Il ministro dell’Economia Giovanni Tria ci ha provato in ogni modo: l’Italia non ha intenzione di uscire dall’euro, ha detto a più riprese, né di creare le condizioni perché questo possa avvenire sotto pressioni esterne, perseguendo politiche economiche audaci. Tuttavia, hanno notato gli analisti di Reuters, i titoli che per varie ragioni proteggono di più dal rischio di ridenominazione (ovvero dall’Italexit) hanno risentito meno della fase di crisi culminata a fine maggio, rispetto ai titoli omologhi che non offrono la medesima sicurezza.
L’esempio più semplice è quello dei titoli di stato italiani denominati non in euro, bensì in dollari: a maggio i Btp decennali hanno visto crescere i rendimenti di 100 punti base, mentre gli omologhi denominati in dollari sono saliti solo di 80 punti. La ragione è innanzitutto giuridica: i Btp in euro sono regolati dalla giurisdizione italiana, che può forzare una restituzione (con alcuni limiti, si veda più avanti) in una eventuale nuova moneta italiana, il cui valore sarebbe certamente inferiore all’euro. I titoli in dollari, al contrario non potrebbero essere legalmente ridenominati.

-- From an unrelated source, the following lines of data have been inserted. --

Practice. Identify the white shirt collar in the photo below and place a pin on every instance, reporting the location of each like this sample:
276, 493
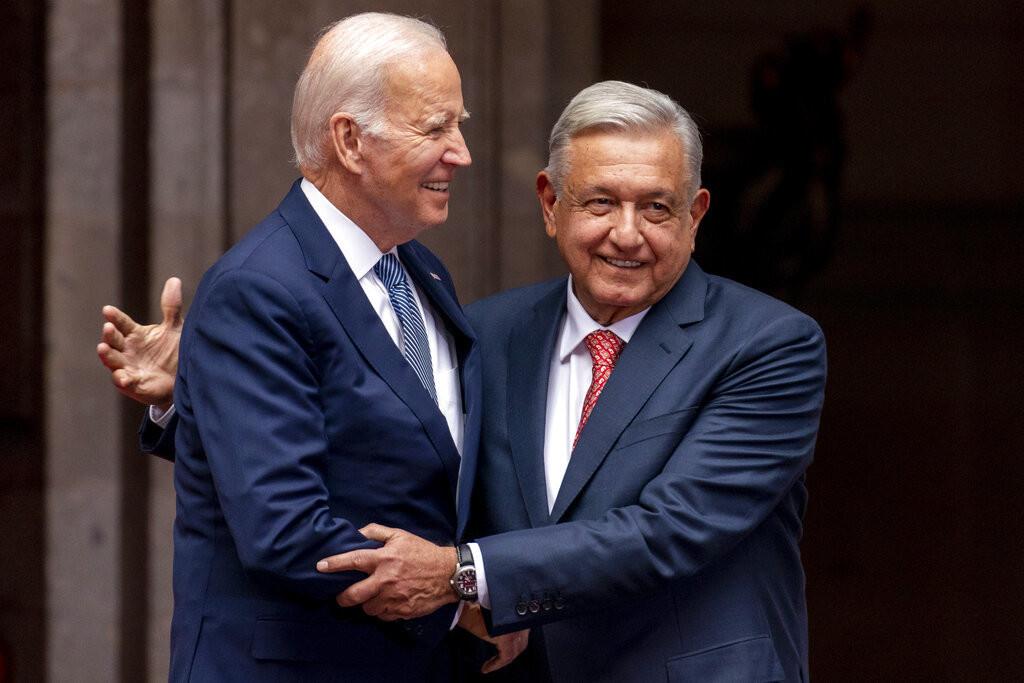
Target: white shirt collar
358, 250
579, 324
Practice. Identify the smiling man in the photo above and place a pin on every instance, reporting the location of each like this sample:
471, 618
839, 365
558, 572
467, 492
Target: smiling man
646, 429
328, 378
639, 495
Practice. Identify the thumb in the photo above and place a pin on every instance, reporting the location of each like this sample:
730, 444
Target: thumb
379, 532
170, 302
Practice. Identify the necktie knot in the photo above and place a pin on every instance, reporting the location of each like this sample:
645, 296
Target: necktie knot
604, 347
415, 346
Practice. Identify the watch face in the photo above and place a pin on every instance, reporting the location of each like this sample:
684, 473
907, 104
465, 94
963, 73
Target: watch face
465, 582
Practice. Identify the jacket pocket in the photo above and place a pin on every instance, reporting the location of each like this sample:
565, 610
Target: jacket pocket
748, 660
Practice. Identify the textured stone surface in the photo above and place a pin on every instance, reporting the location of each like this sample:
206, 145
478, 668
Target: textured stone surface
82, 273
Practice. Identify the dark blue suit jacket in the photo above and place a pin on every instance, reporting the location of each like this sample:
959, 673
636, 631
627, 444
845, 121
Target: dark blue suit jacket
299, 422
672, 550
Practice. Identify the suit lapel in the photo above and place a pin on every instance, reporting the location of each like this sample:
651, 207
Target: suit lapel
658, 344
530, 347
346, 298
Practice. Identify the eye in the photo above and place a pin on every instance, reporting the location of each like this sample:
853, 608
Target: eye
657, 212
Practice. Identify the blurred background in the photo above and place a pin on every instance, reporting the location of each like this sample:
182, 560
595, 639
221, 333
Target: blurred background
864, 164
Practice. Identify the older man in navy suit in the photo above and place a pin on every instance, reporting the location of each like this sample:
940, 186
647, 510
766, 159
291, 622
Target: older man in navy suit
647, 427
327, 379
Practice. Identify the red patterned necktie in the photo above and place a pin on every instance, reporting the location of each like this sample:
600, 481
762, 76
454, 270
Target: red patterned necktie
604, 348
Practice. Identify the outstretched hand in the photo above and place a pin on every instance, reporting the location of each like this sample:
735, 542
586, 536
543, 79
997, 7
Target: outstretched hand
509, 646
143, 358
409, 575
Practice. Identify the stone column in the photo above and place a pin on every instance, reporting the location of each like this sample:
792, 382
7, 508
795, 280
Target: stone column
84, 232
188, 226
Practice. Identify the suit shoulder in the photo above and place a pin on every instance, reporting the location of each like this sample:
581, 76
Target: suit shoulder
754, 310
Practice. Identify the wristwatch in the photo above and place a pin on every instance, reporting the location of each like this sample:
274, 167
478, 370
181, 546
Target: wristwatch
463, 581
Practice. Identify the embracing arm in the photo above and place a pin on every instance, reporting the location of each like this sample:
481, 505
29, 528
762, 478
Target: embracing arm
744, 451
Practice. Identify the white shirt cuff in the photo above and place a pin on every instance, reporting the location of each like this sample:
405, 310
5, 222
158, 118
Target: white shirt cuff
482, 595
161, 418
458, 615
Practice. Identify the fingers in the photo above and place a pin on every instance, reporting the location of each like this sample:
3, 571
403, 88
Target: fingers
170, 302
359, 560
110, 356
112, 336
379, 532
120, 319
509, 647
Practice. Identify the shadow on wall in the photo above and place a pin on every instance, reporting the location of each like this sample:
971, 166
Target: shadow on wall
777, 183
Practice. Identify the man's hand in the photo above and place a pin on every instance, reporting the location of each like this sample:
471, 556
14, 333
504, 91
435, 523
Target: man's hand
509, 646
409, 575
143, 358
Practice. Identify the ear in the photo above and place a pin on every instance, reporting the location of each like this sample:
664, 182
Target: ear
346, 140
546, 193
699, 206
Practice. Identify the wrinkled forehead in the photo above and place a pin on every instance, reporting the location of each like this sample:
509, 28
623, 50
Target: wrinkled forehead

Il discorso è analogo se si passa ad analizzare due differenti tipologie di Credit default swap (Cds), i derivati che coprono dal rischio di insolvenza di un emittente: la prima tipologia di Cds, introdotta nel 2003, non prevede fra i credit event in grado di configurare i pagamento la ridenominazione della moneta, che qui non sarebbe considerata un default. Dopo la crisi del debito greco sono stati introdotti nuovi Cds, che convivono con i precedenti, i quali al contrario allargano lo spettro della loro “assicurazione” al rischio di uscita da un’unione valutaria. Lo spread fra questi due swap viene pertanto considerato come un indicatore assai specifico sulla domanda degli investitori sulla copertura da questo rischio. Ebbene, il 29 maggio questo differenziale ha raggiunto il record storico a 120 punti base.
Un ultimo segnale proviene dal diverso comportamento fra i titoli di stato “ordinari” e quelli che prevedono le Collective action clauses (Cac), divenuti obbligatorie nell’Eurozona dopo il 2014. Questi ultimi titoli richiedono che i detentori di debito votino a maggioranza eventuali cambi nella denominazione della moneta relativa ai titoli che hanno acquisito: considerata la svalutazione di una nuova lira, si ritiene che tali bond (la metà del totale circolante) siano coperti dal rischio di ridenominazione. Anche qui, i titoli di stato italiani non-Cac hanno risentito maggiormente dell’aumento dei rendimenti delle ultime settimane.
Per il momento, dunque, sembra che la strada della “rassicurazione”, per il ministro Tria, sia ancora in salita.